6. Twee besluiten van de Staatssecretaris
6.1 De Staatssecretaris antwoordde in een vraag- en antwoordbesluit van 13 februari 2001:(11)
D.10 Belastingheffing over uitkering ongevallenverzekering waarvoor premies zijn vergoed
Vraag
Een werknemer sluit voor zichzelf een ongevallenverzekering af. De verzekering geeft uitsluitend recht op een uitkering ineens bij overlijden of invaliditeit ten gevolge van een ongeval. De werkgever heeft zijn werknemer de premie vergoed. Op welke wijze wordt een eventuele uitkering in de belastingheffing betrokken?
Antwoord
Indien het gaat om een door de werknemer afgesloten algemene ongevallenverzekering, waarbij recht bestaat op een kapitaalsuitkering ingeval van ongevallen zowel in het kader van de uitoefening van de dienstbetrekking als in de privé-sfeer, is een vergoeding van de premie door de werkgever belast en valt de latere uitkering buiten de loonsfeer. Voor het geval dat het gaat om een door de werknemer afgesloten ongevallenverzekering louter van ongevallen tijdens het werk behoort de latere uitkering tot het loon uit dienstbetrekking.
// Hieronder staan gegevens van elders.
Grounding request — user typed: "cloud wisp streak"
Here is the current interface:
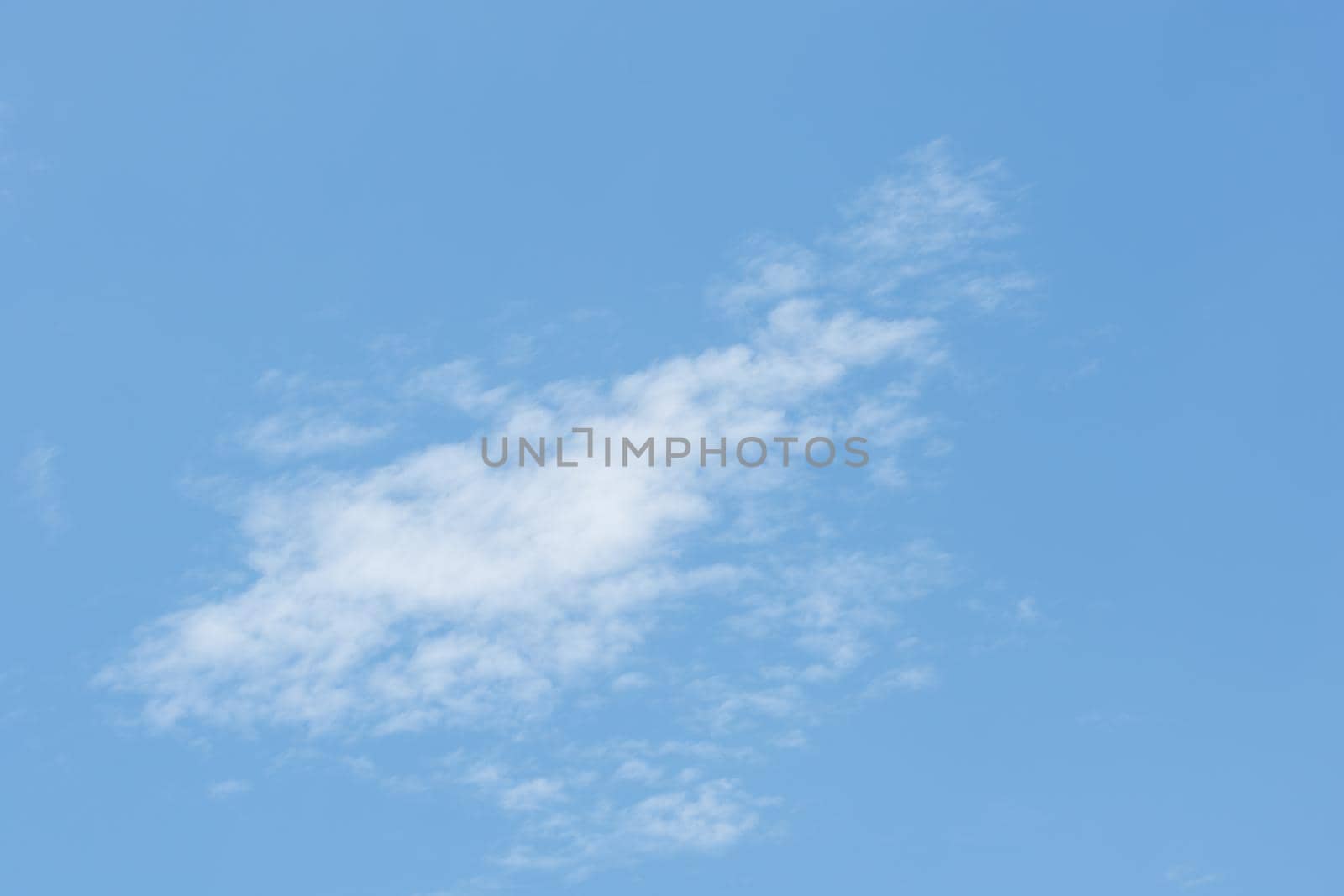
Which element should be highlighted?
[101,144,1026,874]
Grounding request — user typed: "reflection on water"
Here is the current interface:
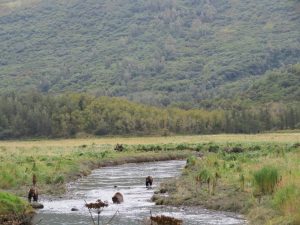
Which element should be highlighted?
[32,161,246,225]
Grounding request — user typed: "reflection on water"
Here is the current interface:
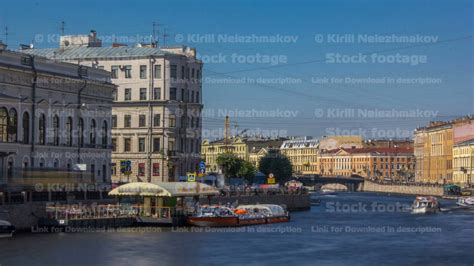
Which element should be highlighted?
[0,193,474,265]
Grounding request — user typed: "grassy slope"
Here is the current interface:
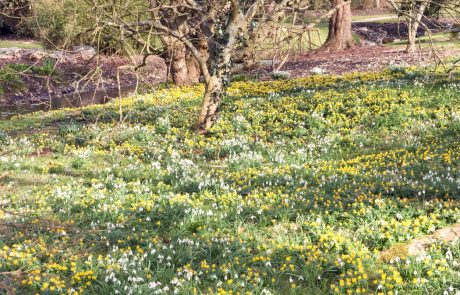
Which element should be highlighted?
[0,71,460,294]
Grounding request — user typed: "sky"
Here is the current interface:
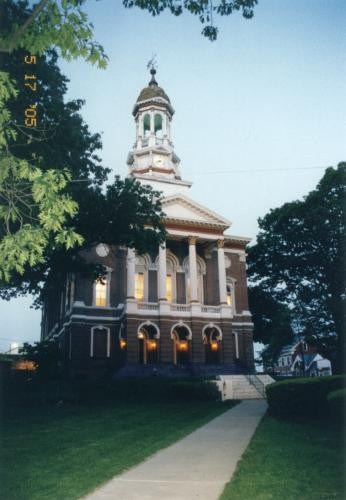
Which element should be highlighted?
[0,0,346,351]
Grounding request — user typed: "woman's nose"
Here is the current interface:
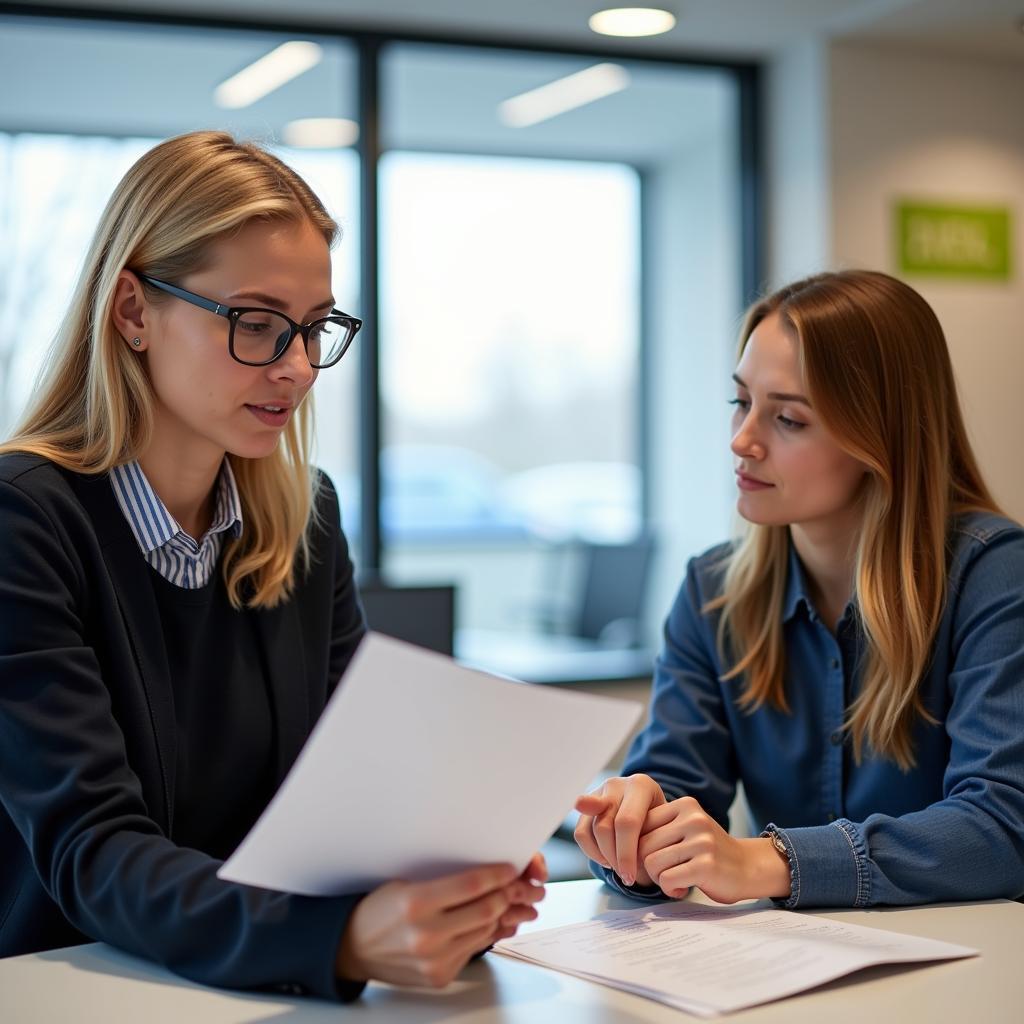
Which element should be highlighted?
[729,413,765,459]
[269,334,316,387]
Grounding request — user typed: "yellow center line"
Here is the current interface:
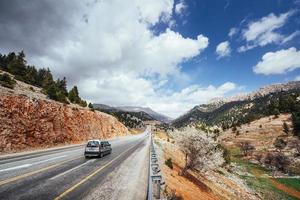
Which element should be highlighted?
[0,156,81,186]
[55,142,144,200]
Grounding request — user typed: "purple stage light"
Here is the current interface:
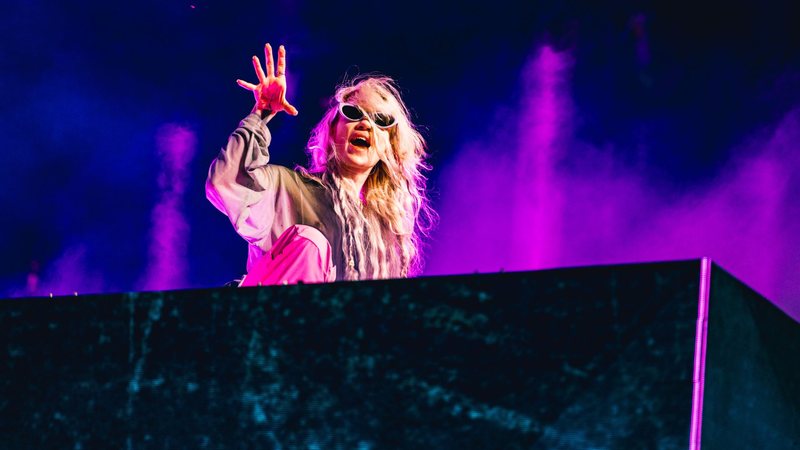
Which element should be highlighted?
[426,47,800,318]
[141,124,196,290]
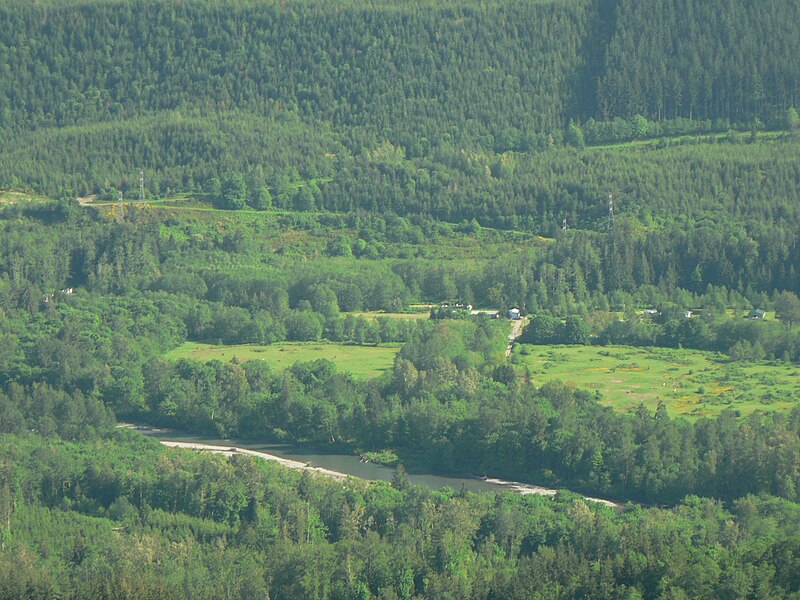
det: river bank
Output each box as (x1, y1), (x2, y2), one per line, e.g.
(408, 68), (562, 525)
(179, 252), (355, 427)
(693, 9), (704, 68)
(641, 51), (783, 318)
(119, 424), (623, 510)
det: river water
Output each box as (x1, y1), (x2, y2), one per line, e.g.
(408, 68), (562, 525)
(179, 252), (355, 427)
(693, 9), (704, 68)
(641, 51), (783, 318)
(130, 426), (620, 507)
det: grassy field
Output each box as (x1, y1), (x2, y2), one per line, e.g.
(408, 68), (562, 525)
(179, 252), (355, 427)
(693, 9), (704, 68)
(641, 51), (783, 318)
(0, 190), (44, 204)
(164, 342), (400, 378)
(342, 309), (431, 321)
(514, 344), (800, 417)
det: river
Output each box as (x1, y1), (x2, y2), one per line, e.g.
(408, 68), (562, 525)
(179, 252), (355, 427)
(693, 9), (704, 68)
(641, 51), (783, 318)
(125, 425), (621, 508)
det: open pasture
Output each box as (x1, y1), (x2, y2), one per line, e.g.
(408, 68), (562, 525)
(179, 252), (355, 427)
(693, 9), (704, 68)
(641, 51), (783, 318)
(514, 344), (800, 418)
(165, 342), (400, 378)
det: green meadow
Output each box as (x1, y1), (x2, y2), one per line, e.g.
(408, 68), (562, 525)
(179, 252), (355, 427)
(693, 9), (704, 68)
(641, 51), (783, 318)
(513, 344), (800, 418)
(164, 342), (400, 378)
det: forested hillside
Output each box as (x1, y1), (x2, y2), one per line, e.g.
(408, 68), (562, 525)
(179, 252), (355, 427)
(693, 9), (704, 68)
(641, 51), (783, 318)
(0, 0), (800, 600)
(0, 0), (800, 207)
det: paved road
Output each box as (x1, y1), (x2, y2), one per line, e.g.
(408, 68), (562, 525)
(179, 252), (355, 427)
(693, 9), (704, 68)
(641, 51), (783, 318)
(506, 319), (527, 358)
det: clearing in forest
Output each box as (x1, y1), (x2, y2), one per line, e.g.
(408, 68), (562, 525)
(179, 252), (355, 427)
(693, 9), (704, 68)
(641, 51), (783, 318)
(513, 344), (800, 418)
(164, 342), (400, 378)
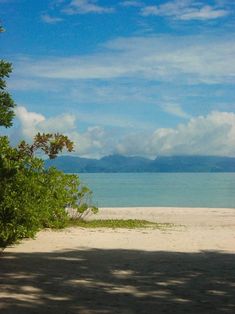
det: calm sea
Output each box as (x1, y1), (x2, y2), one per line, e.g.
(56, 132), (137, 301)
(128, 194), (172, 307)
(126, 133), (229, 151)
(79, 173), (235, 208)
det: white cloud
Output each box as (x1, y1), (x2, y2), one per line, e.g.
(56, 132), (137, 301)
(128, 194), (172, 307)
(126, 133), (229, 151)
(13, 106), (111, 157)
(117, 112), (235, 157)
(13, 106), (235, 158)
(141, 0), (230, 20)
(63, 0), (114, 15)
(41, 14), (63, 24)
(161, 103), (190, 119)
(15, 35), (235, 84)
(120, 0), (143, 7)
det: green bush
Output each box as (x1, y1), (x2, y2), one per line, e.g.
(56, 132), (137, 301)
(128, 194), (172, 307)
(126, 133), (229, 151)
(0, 55), (97, 247)
(0, 137), (97, 247)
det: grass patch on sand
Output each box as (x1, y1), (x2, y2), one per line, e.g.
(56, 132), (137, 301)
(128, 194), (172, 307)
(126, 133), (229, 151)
(69, 219), (174, 229)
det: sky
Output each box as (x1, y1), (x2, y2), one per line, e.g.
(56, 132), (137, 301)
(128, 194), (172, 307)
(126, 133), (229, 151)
(0, 0), (235, 158)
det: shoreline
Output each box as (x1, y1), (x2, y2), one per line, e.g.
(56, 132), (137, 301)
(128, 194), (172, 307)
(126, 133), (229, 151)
(0, 207), (235, 314)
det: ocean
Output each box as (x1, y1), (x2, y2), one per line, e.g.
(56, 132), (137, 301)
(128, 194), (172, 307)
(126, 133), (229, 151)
(79, 173), (235, 208)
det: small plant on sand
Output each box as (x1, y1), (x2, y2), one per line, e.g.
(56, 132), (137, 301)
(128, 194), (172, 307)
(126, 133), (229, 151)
(69, 219), (174, 229)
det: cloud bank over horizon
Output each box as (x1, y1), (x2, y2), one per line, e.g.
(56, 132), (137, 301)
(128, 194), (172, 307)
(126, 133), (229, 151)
(13, 106), (235, 158)
(0, 0), (235, 158)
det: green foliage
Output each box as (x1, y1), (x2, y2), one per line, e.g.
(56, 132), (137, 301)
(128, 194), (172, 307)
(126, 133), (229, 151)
(69, 219), (173, 229)
(0, 31), (97, 247)
(0, 137), (97, 247)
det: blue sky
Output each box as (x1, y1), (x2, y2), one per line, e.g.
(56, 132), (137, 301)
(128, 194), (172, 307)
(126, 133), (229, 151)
(0, 0), (235, 158)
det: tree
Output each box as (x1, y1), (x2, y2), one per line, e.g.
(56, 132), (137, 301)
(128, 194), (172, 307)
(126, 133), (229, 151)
(0, 27), (97, 247)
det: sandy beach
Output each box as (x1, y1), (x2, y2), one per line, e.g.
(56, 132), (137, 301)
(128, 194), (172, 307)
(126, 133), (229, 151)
(0, 208), (235, 314)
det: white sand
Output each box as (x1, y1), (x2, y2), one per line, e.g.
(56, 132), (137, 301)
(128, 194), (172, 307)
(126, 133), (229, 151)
(0, 208), (235, 314)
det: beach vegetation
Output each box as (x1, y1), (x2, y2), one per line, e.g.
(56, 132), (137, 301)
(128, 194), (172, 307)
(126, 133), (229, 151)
(68, 219), (174, 229)
(0, 48), (97, 247)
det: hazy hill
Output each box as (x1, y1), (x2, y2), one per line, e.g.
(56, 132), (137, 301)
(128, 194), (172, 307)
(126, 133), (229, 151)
(46, 155), (235, 173)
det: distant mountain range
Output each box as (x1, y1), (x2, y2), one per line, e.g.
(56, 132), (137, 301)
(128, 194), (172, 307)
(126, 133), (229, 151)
(45, 155), (235, 173)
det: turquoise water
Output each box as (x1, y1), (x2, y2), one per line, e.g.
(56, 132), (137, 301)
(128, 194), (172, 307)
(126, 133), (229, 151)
(79, 173), (235, 208)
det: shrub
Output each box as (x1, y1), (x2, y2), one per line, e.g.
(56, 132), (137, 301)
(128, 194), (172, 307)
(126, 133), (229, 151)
(0, 137), (97, 247)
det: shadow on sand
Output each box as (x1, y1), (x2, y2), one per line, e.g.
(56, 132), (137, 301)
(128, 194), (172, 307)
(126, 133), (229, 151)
(0, 249), (235, 314)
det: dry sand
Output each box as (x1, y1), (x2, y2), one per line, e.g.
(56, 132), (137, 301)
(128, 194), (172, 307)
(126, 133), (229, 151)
(0, 208), (235, 314)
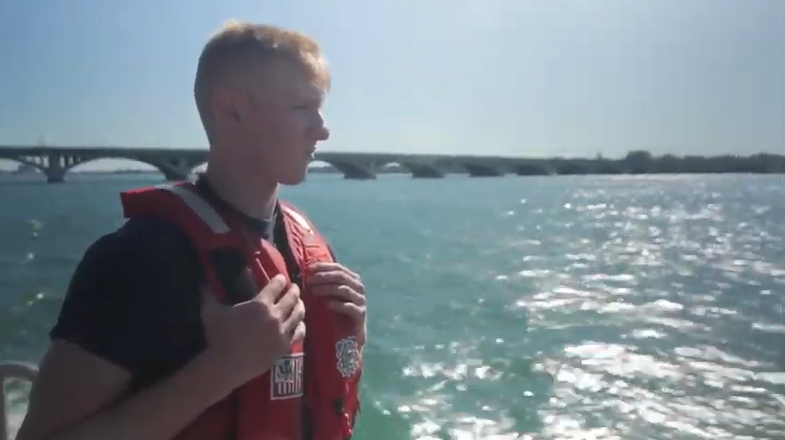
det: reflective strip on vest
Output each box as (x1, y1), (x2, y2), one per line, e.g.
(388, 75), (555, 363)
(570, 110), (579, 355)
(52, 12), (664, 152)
(282, 207), (313, 234)
(155, 184), (229, 234)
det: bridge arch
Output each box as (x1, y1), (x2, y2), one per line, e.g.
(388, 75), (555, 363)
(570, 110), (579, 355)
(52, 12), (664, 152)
(0, 154), (204, 183)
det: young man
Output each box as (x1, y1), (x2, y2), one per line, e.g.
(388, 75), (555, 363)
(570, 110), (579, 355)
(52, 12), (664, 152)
(17, 24), (366, 440)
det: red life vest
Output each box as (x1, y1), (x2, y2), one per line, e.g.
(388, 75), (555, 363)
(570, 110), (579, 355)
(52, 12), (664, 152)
(120, 182), (362, 440)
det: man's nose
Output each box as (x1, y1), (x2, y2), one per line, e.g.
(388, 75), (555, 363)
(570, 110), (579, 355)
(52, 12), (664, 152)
(311, 117), (330, 141)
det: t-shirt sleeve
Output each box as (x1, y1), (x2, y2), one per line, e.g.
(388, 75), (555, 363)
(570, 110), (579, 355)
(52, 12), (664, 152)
(50, 216), (200, 376)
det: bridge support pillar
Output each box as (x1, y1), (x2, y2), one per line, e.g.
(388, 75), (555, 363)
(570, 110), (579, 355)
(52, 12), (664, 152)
(405, 163), (444, 179)
(46, 173), (65, 183)
(464, 164), (503, 177)
(343, 168), (376, 180)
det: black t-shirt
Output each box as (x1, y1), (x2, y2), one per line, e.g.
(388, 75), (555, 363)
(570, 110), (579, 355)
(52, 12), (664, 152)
(50, 177), (320, 391)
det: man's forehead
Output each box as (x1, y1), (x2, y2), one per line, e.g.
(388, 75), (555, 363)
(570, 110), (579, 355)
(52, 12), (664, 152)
(240, 58), (325, 100)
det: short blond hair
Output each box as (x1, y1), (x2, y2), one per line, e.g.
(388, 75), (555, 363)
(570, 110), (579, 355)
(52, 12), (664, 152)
(194, 21), (330, 139)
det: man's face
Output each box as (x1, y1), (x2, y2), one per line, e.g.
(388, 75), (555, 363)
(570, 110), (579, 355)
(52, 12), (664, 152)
(225, 58), (329, 185)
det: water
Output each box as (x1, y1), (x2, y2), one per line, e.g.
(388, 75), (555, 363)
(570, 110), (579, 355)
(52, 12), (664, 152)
(0, 175), (785, 440)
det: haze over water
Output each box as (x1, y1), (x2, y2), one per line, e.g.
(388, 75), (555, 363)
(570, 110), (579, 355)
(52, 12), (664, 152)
(0, 174), (785, 440)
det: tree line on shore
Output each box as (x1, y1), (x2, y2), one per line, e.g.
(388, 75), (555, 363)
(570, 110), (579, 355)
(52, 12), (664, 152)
(523, 150), (785, 175)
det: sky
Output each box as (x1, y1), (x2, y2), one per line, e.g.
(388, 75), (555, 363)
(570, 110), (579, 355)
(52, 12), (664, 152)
(0, 0), (785, 171)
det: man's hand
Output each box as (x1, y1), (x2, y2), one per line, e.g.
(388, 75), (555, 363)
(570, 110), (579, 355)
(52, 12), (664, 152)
(202, 275), (305, 387)
(305, 263), (367, 345)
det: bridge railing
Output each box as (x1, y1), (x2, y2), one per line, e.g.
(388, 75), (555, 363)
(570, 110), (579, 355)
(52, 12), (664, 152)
(0, 362), (38, 440)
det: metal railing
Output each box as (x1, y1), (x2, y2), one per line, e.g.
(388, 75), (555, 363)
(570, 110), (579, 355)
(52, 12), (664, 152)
(0, 362), (38, 440)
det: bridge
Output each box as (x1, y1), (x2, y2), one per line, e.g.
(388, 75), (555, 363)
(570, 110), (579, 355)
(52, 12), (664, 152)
(0, 146), (547, 183)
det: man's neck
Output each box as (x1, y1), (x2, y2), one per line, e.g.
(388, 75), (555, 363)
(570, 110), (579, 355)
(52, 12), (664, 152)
(205, 164), (278, 220)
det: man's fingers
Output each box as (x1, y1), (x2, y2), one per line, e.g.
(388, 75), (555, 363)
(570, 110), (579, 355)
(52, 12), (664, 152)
(328, 301), (365, 322)
(312, 285), (367, 306)
(254, 274), (286, 304)
(308, 262), (360, 279)
(308, 271), (365, 293)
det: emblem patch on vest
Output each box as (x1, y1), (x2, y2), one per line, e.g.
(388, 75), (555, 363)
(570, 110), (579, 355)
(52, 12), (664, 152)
(270, 353), (303, 400)
(335, 336), (360, 378)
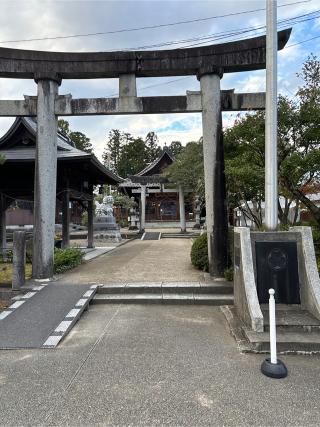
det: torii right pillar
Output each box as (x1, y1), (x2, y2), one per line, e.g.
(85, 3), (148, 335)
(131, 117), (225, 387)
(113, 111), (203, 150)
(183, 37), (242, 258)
(198, 70), (228, 277)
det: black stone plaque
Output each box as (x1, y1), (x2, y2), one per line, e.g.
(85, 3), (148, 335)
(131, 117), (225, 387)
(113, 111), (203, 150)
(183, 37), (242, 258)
(255, 242), (300, 304)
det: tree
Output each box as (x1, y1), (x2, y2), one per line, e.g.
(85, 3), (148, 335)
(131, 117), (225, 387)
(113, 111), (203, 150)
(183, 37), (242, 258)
(225, 56), (320, 231)
(145, 132), (161, 163)
(69, 132), (93, 153)
(102, 129), (123, 173)
(58, 119), (93, 153)
(168, 141), (183, 157)
(164, 142), (205, 201)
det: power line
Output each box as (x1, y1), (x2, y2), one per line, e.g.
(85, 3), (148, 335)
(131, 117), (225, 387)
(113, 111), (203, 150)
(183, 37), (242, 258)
(0, 0), (311, 44)
(118, 10), (320, 51)
(284, 35), (320, 49)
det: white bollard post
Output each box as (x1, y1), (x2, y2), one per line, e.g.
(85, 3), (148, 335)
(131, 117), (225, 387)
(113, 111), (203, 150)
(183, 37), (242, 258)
(261, 288), (288, 378)
(269, 289), (277, 364)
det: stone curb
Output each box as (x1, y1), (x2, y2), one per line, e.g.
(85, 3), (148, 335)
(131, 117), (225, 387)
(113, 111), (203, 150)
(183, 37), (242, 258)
(42, 285), (98, 348)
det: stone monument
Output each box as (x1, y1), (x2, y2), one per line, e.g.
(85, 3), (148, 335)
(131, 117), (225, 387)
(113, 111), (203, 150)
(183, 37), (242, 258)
(93, 196), (122, 242)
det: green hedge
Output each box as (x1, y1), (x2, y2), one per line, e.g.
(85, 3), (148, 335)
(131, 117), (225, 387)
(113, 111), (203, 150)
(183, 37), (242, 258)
(191, 233), (209, 271)
(54, 248), (83, 273)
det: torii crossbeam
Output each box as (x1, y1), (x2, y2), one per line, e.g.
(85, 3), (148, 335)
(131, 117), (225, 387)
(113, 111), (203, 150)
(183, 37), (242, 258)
(0, 29), (291, 278)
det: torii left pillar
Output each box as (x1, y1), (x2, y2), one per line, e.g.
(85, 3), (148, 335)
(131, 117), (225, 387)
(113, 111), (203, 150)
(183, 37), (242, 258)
(32, 76), (61, 279)
(198, 70), (228, 277)
(0, 194), (7, 254)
6.2 De Staatssecretaris merkte in zijn besluit van 25 juni 2004 op:(12)
Vraag 1
Op basis van artikel 11, eerste lid, onderdelen i en m, van de Wet op de loonbelasting 1964 (hierna: Wet LB) gelden voor aanspraken op eenmalige uitkeringen en verstrekkingen terzake van overlijden van de werknemer een vrijstelling van driemaal het loon over een maand (hierna: drie maandlonen). Geldt deze vrijstelling "voorzover" of "indien" de aanspraak ziet op een bedrag dat niet hoger is dan de grens van drie maandlonen?
Antwoord 1
De vrijstelling van artikel 11, eerste lid, onderdelen i en m, van de Wet LB gelden voorzover de aanspraak op de uitkering niet hoger is dan de grens van drie maandlonen. Vóór 1990 was er een duidelijke "indien"-vrijstelling. In het verlengde hiervan en om redenen van waarderingsproblematiek zijn in het verleden een aantal aanspraken aangewezen als vrijgestelde aanspraak. Mede gelet op de tekst van de wettelijke bepaling stel ik mij evenwel thans op het standpunt dat de vrijstelling van drie maandlonen geldt voorzover de aanspraak de grens van drie maandlonen niet overschrijdt. Dit betekent dat het recht op toepassing van de wettelijke vrijstelling voor het gedeelte van drie maandlonen ook blijft bestaan als er sprake is van een aanspraak op een uitkering ter grootte van meer dan drie maandlonen. (...)
7. Jurisprudentie
7.1 HR BNB 1969/102(13) betrof een weduwe wier echtgenoot door een vliegtuigongeval om het leven was gekomen. De werkgeefster van wijlen haar echtgenoot had in eigen beheer een regeling getroffen die voorzag in de persoonlijke financiële gevolgen van een vliegtuigongeval. De weduwe ontving van werkgeefster krachtens de regeling een uitkering, waarop loonbelasting was ingehouden. De weduwe bestreed deze inhouding mede op grond van de stelling dat de Minister van Financiën zijn delegatiebevoegdheid in de zin van artikel 11, tweede lid, onderdeel a, Wet LB (in 2008 en thans: artikel 11, tweede lid, Wet LB) met betrekking tot aanspraken op een uitkering bij vliegtuigongevallen, heeft overschreden door in artikel 10, letter a, Uitvoeringsbesluit loonbelasting 1965 (in 2008 en thans: artikel 11, eerste lid, onderdeel h, Wet LB) te bepalen, dat niet tot het loon behoren aanspraken op uitkeringen in geval van overlijden of invaliditeit ten gevolge van een ongeval. Wat deze grief betreft overwoog de Hoge Raad:
Tot het uitvaardigen van art. 10, letter a, Uitv.besch. LB '65, zoals geschied was de Min. van Fin. op grond van art. 11, tweede lid, onder letter a, LB '64 bevoegd, "indien zulks tot vergemakkelijking van de heffing van de belasting kan leiden".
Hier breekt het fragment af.